As I remember it growing up, "skid-pan training" meant brief, heavily controlled snatches of cadence-braking in a knackered Ford Sierra on deliberately oiled-up patches of grubby apron in the English Midlands. Here, instead, we had the most unlikely four-wheel drive rally hero ever built, sporting upholstery bright enough to compete with the Tuscan sunshine, and on a day when the mercury nudged 38C.

And I learnt something, too, despite the inability of all the instructors to say much in English. Understeer corrects itself as long as you stayed steady on the gas once the front tyres had washed out - completely counterintuitive. Meanwhile, the 70/30 rear bias of the drive train meant that you could still do a very naughty 180 degree "casino" powerslide, covering the flanks of the car in filth.
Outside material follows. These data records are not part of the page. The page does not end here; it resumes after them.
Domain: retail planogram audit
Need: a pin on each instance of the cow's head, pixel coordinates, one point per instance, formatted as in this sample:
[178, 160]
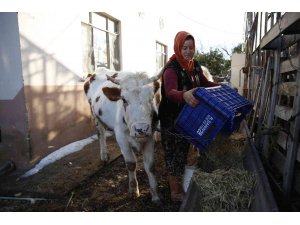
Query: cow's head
[135, 95]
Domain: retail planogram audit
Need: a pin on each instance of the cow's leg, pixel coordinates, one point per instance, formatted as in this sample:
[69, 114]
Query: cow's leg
[102, 141]
[131, 163]
[149, 168]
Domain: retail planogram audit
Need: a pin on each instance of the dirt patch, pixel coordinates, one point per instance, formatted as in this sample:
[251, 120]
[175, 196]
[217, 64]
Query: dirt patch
[81, 182]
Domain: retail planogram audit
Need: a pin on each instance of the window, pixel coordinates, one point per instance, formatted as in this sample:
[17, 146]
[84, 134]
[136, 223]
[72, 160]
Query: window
[161, 55]
[100, 42]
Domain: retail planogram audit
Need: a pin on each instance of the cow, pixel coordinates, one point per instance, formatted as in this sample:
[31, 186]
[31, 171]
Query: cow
[123, 102]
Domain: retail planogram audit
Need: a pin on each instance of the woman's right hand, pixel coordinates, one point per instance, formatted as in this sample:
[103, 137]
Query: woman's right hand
[189, 97]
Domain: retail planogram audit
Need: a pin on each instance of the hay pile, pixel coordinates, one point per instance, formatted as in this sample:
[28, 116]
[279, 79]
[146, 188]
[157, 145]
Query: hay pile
[224, 190]
[222, 182]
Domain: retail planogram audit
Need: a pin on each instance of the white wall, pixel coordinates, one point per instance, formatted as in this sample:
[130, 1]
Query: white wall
[51, 43]
[51, 48]
[237, 76]
[11, 81]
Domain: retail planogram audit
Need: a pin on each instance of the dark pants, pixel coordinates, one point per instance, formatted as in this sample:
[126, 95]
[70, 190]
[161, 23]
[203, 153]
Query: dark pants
[175, 149]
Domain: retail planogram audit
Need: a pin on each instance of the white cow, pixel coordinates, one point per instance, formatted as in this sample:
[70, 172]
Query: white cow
[123, 102]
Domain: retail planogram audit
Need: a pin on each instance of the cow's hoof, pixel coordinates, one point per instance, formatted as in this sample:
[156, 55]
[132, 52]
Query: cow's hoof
[134, 194]
[105, 157]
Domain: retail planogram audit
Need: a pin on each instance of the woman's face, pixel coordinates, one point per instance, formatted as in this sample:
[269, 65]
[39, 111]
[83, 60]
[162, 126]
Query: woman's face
[188, 50]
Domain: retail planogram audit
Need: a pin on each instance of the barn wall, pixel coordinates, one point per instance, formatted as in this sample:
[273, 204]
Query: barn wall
[13, 114]
[237, 76]
[58, 115]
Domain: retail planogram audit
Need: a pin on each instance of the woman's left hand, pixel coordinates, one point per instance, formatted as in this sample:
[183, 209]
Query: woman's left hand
[189, 98]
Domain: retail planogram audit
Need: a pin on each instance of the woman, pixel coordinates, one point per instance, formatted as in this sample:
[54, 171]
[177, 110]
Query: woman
[182, 75]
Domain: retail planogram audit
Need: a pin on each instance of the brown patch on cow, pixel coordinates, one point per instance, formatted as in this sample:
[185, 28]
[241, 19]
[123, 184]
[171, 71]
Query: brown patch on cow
[131, 166]
[86, 86]
[103, 124]
[115, 75]
[156, 85]
[112, 93]
[157, 98]
[92, 77]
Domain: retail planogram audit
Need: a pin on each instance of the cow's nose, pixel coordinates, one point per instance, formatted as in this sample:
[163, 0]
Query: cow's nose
[140, 130]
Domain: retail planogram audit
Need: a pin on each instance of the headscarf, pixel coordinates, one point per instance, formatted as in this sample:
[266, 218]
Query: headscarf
[179, 40]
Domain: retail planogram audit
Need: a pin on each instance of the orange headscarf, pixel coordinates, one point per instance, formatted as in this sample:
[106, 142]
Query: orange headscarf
[179, 40]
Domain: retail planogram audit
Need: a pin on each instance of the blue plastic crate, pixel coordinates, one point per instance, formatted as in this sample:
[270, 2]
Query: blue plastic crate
[220, 109]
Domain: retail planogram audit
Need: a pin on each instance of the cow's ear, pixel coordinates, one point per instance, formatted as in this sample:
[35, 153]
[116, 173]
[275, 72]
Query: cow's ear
[112, 93]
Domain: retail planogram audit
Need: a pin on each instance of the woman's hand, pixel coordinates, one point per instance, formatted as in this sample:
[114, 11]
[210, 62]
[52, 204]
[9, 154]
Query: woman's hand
[189, 97]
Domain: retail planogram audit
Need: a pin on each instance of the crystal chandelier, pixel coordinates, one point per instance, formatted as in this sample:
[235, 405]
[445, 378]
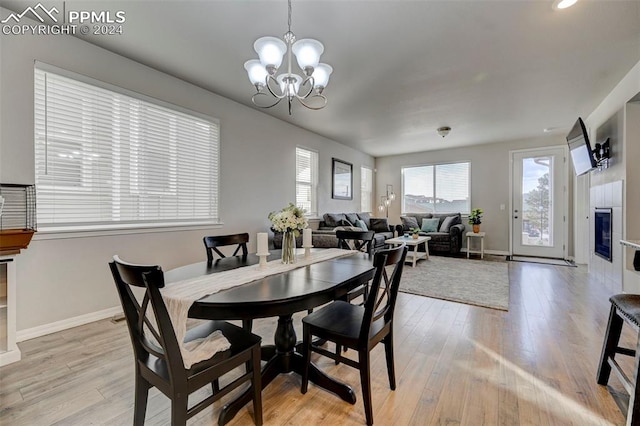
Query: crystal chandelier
[272, 88]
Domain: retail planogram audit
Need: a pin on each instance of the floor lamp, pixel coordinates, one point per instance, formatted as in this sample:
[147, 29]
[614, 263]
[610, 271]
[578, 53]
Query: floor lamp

But the top trick was the "pendulum" effect, or so-called "Scandinavian flick", beloved of Finnish rally drivers, where you steer sharply to the right in first gear, flay all 520 horses for the briefest moment before coming off the gas and steering sharply to the left. Already with its balance upset, the car is unseated by the second steering input and slides right the way round an imaginary hairpin bend with the docility of a well-trained dog. The finishing touch is to dab the throttle again half way round, rocketing the car away like Timo Mäkinen on a night stage, except that it's easy to forget to unwind the steering lock quickly enough, leaving you facing the wrong way. Hats off to the Finns, then.

Whether or not this learning process is more fun in a Lamborghini than a knackered Ford is a valid point, but also a stupid one. If you love Lamborghinis, the chances are €3,960 (£2,600) is a reasonable price to pay for a day out, especially given that Lamborghini scarcely makes a bean out of it, after costs.

Despite my initial scepticism, the whole experience, which included a feast on beef steak and Montalcino red wine, was so authentically tied to this corner of Italy that it renewed the Lamborghini myth without even trying.

From the effortlessly strutting demeanour of the instructors to my lap in a Murcielago LP640 in metallic fern green, this was a great day.

Lamborghini is surely one of the greatest, if not the greatest, automotive icons. For every inch that Ferrari has preened itself into an overly serious, self-absorbed brand personified by Michael Schumacher and Ron Dennis, Lamborghini seems to play in the sun. Whereas it was once a brand as renowned for its flaws as for its performance, and despite the paradox of it being revived by Germans from Ingolstadt, it is more than ever the charismatic embodiment of the word "supercar". The Gallardo Spyder is unequivocally the car to go for if you are able to afford one. But for my money, it is more fun to do unthinkable stunts in one for the day and then go home to your Fiat Panda to keep dreaming the Ferruccio dream.